Parsing Non-standard Data Formats in EEGUnity#

This tutorial covers non-standard file types supported by EEGUnity parser extensions.

Supported Formats#

EEGUnity can parse these non-standard sources during dataset scanning:

MATLAB files: .mat
HDF5 EEGLAB files: .set (stored as MATLAB v7.3/HDF5)
CSV or TXT time-series tables: .csv, .txt
WFDB records: .hea + .dat
EDF content with non-standard extension: .rec
BrainVision .vhdr with broken internal sidecar references (automatic patch fallback)

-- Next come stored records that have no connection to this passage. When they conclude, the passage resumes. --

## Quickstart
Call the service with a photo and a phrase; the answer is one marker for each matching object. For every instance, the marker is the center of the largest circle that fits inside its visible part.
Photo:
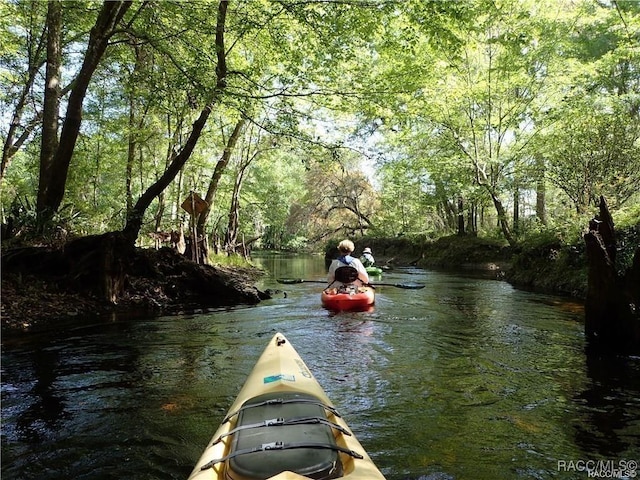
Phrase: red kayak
(361, 299)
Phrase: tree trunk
(217, 173)
(12, 144)
(541, 194)
(460, 216)
(135, 217)
(55, 172)
(51, 108)
(503, 220)
(612, 319)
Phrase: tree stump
(612, 308)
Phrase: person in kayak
(343, 279)
(367, 258)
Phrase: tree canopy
(301, 119)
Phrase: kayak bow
(282, 426)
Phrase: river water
(467, 378)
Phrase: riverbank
(159, 282)
(163, 282)
(547, 267)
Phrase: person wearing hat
(367, 258)
(353, 275)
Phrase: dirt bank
(42, 290)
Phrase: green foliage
(456, 103)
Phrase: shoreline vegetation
(37, 290)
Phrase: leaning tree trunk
(612, 308)
(136, 215)
(51, 192)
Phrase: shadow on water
(609, 422)
(465, 379)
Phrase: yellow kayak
(282, 426)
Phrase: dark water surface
(465, 379)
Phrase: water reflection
(465, 379)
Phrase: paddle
(409, 286)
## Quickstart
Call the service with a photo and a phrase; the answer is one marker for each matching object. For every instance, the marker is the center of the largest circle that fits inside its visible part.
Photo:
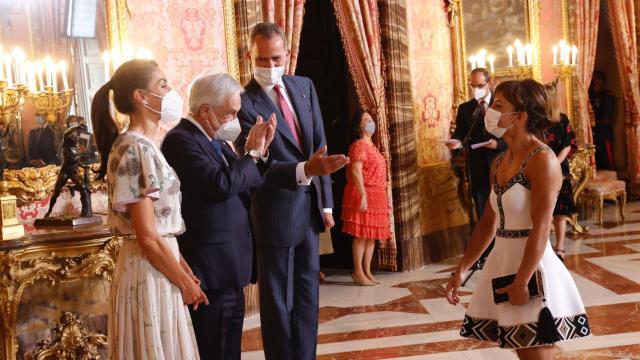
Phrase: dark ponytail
(130, 76)
(104, 127)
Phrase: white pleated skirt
(148, 319)
(517, 326)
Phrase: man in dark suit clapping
(291, 208)
(215, 184)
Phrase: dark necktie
(483, 108)
(288, 114)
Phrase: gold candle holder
(521, 72)
(50, 103)
(564, 71)
(11, 101)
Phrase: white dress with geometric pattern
(516, 326)
(148, 319)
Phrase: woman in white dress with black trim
(525, 184)
(152, 284)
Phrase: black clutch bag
(535, 286)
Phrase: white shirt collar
(487, 100)
(268, 88)
(197, 124)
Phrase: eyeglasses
(478, 86)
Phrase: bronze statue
(70, 170)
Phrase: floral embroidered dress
(148, 319)
(373, 223)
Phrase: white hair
(212, 89)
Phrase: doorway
(612, 85)
(321, 58)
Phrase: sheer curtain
(585, 18)
(288, 15)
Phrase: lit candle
(491, 59)
(31, 76)
(472, 61)
(54, 76)
(19, 57)
(106, 58)
(7, 63)
(529, 54)
(47, 70)
(482, 55)
(1, 64)
(63, 70)
(39, 72)
(519, 52)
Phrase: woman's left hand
(518, 293)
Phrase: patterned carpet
(407, 316)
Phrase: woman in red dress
(365, 210)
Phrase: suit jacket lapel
(201, 139)
(265, 107)
(301, 108)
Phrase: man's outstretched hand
(319, 164)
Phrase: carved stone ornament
(70, 341)
(35, 184)
(17, 271)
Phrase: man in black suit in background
(470, 121)
(215, 183)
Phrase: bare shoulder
(543, 165)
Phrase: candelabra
(50, 103)
(521, 71)
(11, 101)
(564, 71)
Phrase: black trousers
(289, 295)
(480, 193)
(218, 326)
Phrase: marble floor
(407, 316)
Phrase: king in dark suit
(290, 208)
(215, 185)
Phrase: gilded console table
(42, 263)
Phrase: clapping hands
(261, 134)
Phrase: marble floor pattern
(407, 316)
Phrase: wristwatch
(255, 154)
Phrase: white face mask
(228, 131)
(491, 119)
(268, 76)
(170, 107)
(479, 93)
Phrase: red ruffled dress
(373, 223)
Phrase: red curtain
(361, 39)
(288, 15)
(622, 17)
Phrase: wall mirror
(492, 25)
(49, 43)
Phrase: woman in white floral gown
(152, 285)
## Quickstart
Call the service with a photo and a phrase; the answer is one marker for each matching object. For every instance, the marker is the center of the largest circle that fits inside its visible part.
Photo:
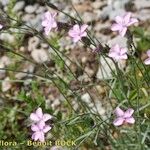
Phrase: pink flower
(77, 32)
(39, 131)
(123, 117)
(1, 26)
(118, 53)
(147, 61)
(122, 23)
(49, 22)
(38, 116)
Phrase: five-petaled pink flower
(49, 22)
(123, 117)
(38, 116)
(118, 53)
(122, 23)
(77, 32)
(1, 26)
(147, 61)
(39, 130)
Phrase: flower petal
(123, 51)
(116, 27)
(119, 19)
(35, 136)
(76, 28)
(41, 137)
(1, 26)
(34, 117)
(148, 52)
(46, 128)
(127, 17)
(119, 121)
(123, 31)
(39, 112)
(130, 120)
(132, 21)
(128, 113)
(34, 128)
(147, 61)
(47, 117)
(119, 112)
(76, 39)
(124, 56)
(84, 27)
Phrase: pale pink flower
(49, 22)
(77, 32)
(1, 26)
(123, 117)
(38, 116)
(122, 23)
(118, 53)
(39, 130)
(147, 61)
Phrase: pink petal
(84, 27)
(73, 33)
(112, 54)
(34, 127)
(1, 26)
(76, 39)
(34, 117)
(76, 28)
(35, 136)
(115, 48)
(44, 23)
(47, 30)
(47, 117)
(116, 27)
(54, 14)
(84, 34)
(127, 18)
(119, 121)
(39, 112)
(124, 56)
(118, 19)
(41, 125)
(148, 52)
(132, 21)
(123, 31)
(41, 137)
(119, 112)
(147, 61)
(130, 120)
(128, 113)
(123, 51)
(46, 129)
(54, 25)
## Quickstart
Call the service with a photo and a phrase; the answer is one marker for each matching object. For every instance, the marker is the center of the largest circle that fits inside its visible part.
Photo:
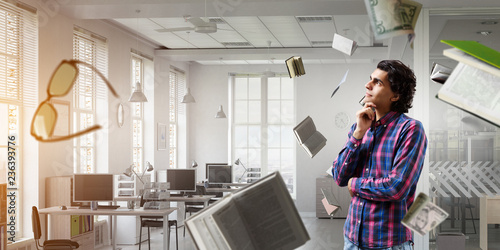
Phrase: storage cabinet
(340, 193)
(79, 228)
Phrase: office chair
(155, 221)
(193, 207)
(48, 244)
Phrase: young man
(381, 161)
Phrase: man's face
(378, 90)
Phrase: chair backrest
(35, 220)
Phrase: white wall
(209, 136)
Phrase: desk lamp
(238, 162)
(128, 172)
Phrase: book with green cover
(477, 50)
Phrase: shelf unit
(340, 193)
(125, 186)
(79, 228)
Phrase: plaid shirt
(384, 181)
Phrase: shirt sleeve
(406, 169)
(345, 166)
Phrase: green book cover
(477, 50)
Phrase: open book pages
(423, 215)
(308, 137)
(343, 44)
(295, 66)
(440, 73)
(392, 18)
(259, 216)
(475, 91)
(330, 202)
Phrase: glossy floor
(325, 234)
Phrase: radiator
(23, 244)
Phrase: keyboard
(101, 207)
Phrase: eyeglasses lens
(62, 79)
(44, 122)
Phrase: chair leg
(149, 240)
(140, 237)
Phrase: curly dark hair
(403, 83)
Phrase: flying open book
(343, 44)
(474, 84)
(261, 215)
(308, 137)
(423, 215)
(329, 202)
(295, 66)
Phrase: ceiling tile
(287, 30)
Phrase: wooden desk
(488, 214)
(115, 212)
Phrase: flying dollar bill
(423, 215)
(391, 18)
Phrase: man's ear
(395, 98)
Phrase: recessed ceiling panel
(355, 27)
(287, 30)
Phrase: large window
(89, 87)
(177, 82)
(137, 114)
(18, 91)
(263, 117)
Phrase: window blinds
(90, 48)
(18, 54)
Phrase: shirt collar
(387, 118)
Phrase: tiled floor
(325, 234)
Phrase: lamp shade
(220, 113)
(188, 98)
(137, 95)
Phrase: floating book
(261, 215)
(423, 215)
(474, 84)
(308, 137)
(329, 202)
(343, 44)
(295, 66)
(440, 73)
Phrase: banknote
(390, 18)
(423, 215)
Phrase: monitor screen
(92, 187)
(220, 174)
(182, 179)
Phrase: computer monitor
(92, 187)
(220, 174)
(182, 179)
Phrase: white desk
(115, 212)
(181, 206)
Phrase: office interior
(454, 136)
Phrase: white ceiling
(293, 27)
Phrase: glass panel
(273, 112)
(254, 136)
(240, 112)
(240, 136)
(254, 92)
(287, 88)
(273, 88)
(254, 115)
(240, 88)
(273, 136)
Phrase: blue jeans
(348, 245)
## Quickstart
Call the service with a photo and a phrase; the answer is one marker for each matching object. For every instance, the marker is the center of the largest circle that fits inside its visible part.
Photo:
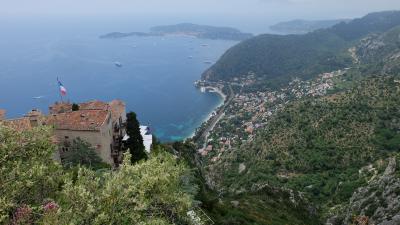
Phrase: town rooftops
(117, 109)
(94, 105)
(86, 120)
(2, 114)
(19, 124)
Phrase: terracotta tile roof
(86, 120)
(60, 107)
(94, 105)
(19, 124)
(117, 109)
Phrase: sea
(156, 79)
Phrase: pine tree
(135, 141)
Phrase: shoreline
(223, 97)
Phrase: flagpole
(58, 82)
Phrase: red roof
(87, 120)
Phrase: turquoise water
(155, 81)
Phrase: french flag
(63, 90)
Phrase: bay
(155, 80)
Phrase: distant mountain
(199, 31)
(304, 26)
(278, 58)
(379, 53)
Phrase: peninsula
(187, 29)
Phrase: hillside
(304, 26)
(279, 58)
(380, 52)
(198, 31)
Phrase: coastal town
(244, 112)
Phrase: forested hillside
(280, 58)
(318, 145)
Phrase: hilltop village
(244, 112)
(101, 124)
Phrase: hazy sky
(218, 12)
(319, 8)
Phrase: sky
(213, 12)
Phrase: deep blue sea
(155, 81)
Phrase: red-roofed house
(100, 124)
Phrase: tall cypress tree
(135, 141)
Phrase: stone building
(100, 124)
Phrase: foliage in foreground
(34, 189)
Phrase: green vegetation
(34, 189)
(318, 145)
(81, 153)
(277, 59)
(135, 141)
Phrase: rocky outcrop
(378, 203)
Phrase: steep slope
(280, 58)
(380, 53)
(304, 26)
(318, 145)
(377, 203)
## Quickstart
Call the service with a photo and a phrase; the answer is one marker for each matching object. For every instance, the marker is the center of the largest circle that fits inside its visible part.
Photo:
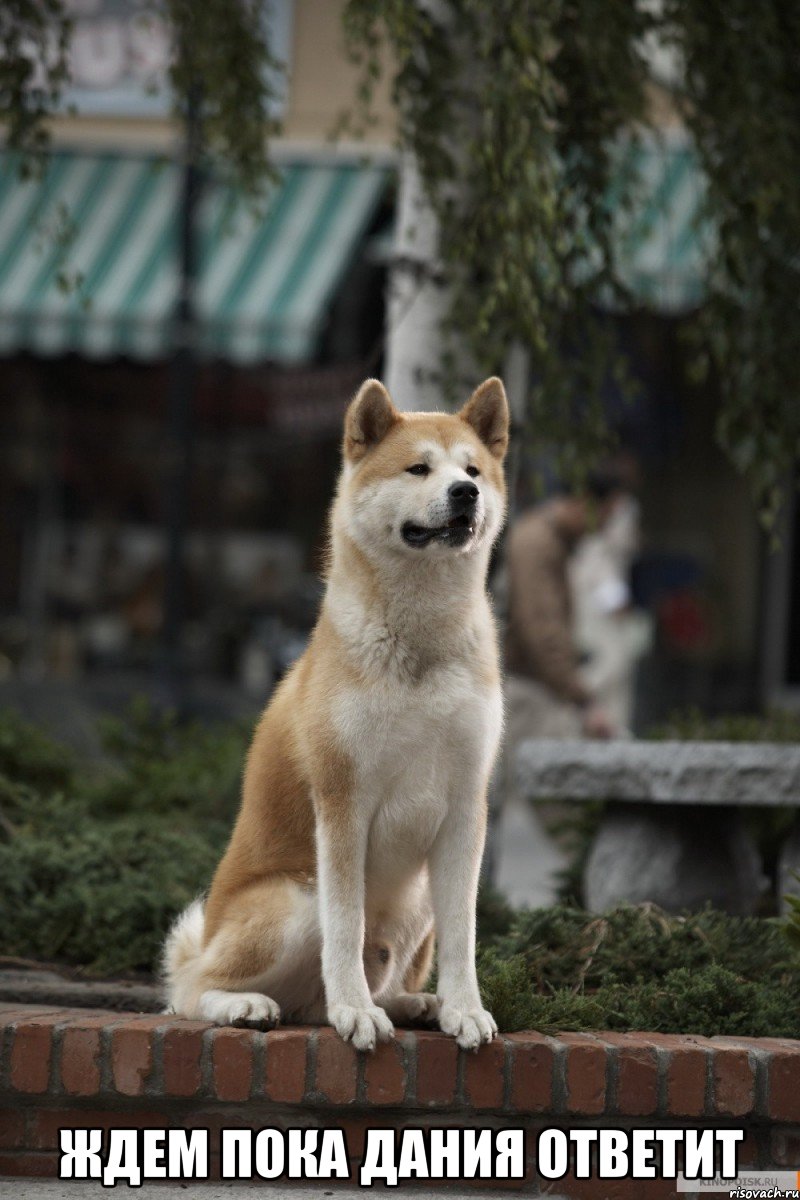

Step 1: Build Locator with Parser Extensions Enabled#

from eegunity import UnifiedDataset

ud = UnifiedDataset(
    dataset_path=r"path/to/dataset",
    domain_tag="my_dataset",
    num_workers=8,
    min_file_size=0,  # include small CSV/TXT files
)

locator = ud.get_locator()
print(locator[["File Path", "File Type", "Completeness Check"]].head())
print(locator["File Type"].value_counts(dropna=False))

Step 2: Inspect Specific File Types#

wfdb_rows = locator[locator["File Type"] == "wfdbData"]
csv_rows = locator[locator["File Type"] == "csvData"]
hdf5_set_rows = locator[locator["File Type"] == "eeglab_hdf5"]

print("WFDB rows:", len(wfdb_rows))
print("CSV/TXT rows:", len(csv_rows))
print("HDF5 .set rows:", len(hdf5_set_rows))

Step 3: Load a Non-standard Row with `get_data_row`#

from eegunity import get_data_row

# Example: read the first available WFDB row
row = wfdb_rows.iloc[0]
raw = get_data_row(row, preload=False)

print("Channels:", raw.info["nchan"])
print("Sampling rate:", raw.info["sfreq"])

The same get_data_row API works for .mat, csvData, eeglab_hdf5, and .rec rows.

Step 4: Batch Validate Readability#

def can_read(row):
    try:
        _ = get_data_row(row, preload=False)
        return "ok"
    except Exception as exc:
        return f"error: {type(exc).__name__}"

status = ud.eeg_batch.batch_process(
    con_func=lambda row: row["Completeness Check"] != "Unavailable",
    app_func=can_read,
    is_patch=True,
    result_type="value",
    execution_mode="thread",
)

ud.eeg_batch.set_metadata("Read Check", status)
print(ud.get_locator()[["File Path", "File Type", "Read Check"]].head())

Notes#

For WFDB parsing, install wfdb.
For HDF5 .set, install h5py.
min_file_size mainly affects CSV/TXT scanning; set it to 0 when testing small demo files.
BrainVision .vhdr sidecar mismatch is retried automatically with patched temporary headers.